The defects were not evidence to the Applicants at the time of purchase

  1. In its original decision, the QBSA rejected the Applicant’s complaint on the basis of time. It has since also raised two further bases for rejection: (1) that the defects were evident prior to the Applicant’s purchasing the property;[3] and (2) that through inaction in failing to rectify the defects, the Applicants have contributed to the loss as the defects have worsened.[4] The Tribunal rejects both of these justifications for refusal of the Applicant’s claim for the reasons that follow.

    [3]For this reason, the QBSA says that Clause 5.2 of the Queensland Home Warranty Scheme policy is applicable.

    [4]Here, the QBSA says that Clause 5.4 of the Queensland Home Warranty Scheme policy is applicable.

  2. As explained above, Mr Dixon’s report was not made available to the Applicants prior to their purchase.

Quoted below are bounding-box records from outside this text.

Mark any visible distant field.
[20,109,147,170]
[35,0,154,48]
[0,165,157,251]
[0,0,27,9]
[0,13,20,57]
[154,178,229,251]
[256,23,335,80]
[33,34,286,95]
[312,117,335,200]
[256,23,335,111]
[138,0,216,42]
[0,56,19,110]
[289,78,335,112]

Further, I find that the work Hegira Pty Ltd performed following receipt of Mr Dixon’s report would have masked the existence of the slab defect (as opposed to some of its symptoms) at the time of Mr Haskard’s pre-purchase inspection. Given these findings, there is no evidence capable of supporting a conclusion that the Applicants knew of the existence of any slab defects at the time of purchase.

The Applicants have not contributed to their loss

  1. In relation to the QBSA’s assertion that the Applicants have contributed to their loss through inaction, I consider the argument to be without merit. The evidence before the Tribunal is that the Applicants actively sought resolution of their concerns through dialogue with the builder.

  2. The precise nature of the defect (“slab edge dampness”), as opposed to the symptoms of the defect identified in the complaint, only became known to the Applicants following the QBSA’s receipt of a report from an external expert, NJA Consulting. I find that the NJA Report is the first point at which the actual defect, as opposed to the symptoms, is articulated. Until such point in time, it is unreasonable to expect a homeowner to take steps to repair a defect, the nature of which is elusive to all but the most qualified experts.

  3. The QBSA asserts that it will be prejudiced if the claim is accepted out-of-time, as it is now unable to issue a Direction to Rectify to Hegira Pty Ltd B.V. Mackenzie Building Pty Limited.  I am not convinced that there is any prejudice to the QBSA, for the reason that it is still able to seek the costs of any payments made to the Applicants from Hegira Pty Ltd.  In any event, the prejudice is significantly greater to the Applicants if their claim is not accepted, as they are closed out of relief under a policy that is intended to protect homeowners from defective works of this nature.

  4. The Application for review is allowed, and the Tribunal sets aside the 4 October 2012 decision of the QBSA and substitutes it with a direction that the Applicants’ claim under the Queensland Home Warranty Scheme be allowed.

Costs

  1. Having found that the Applicants’ claim should have been accepted, the Tribunal must now consider the issue of costs. The Tribunal will schedule a 1-hour oral hearing for the purposes of allowing the parties to make submissions in relation to the issue of costs.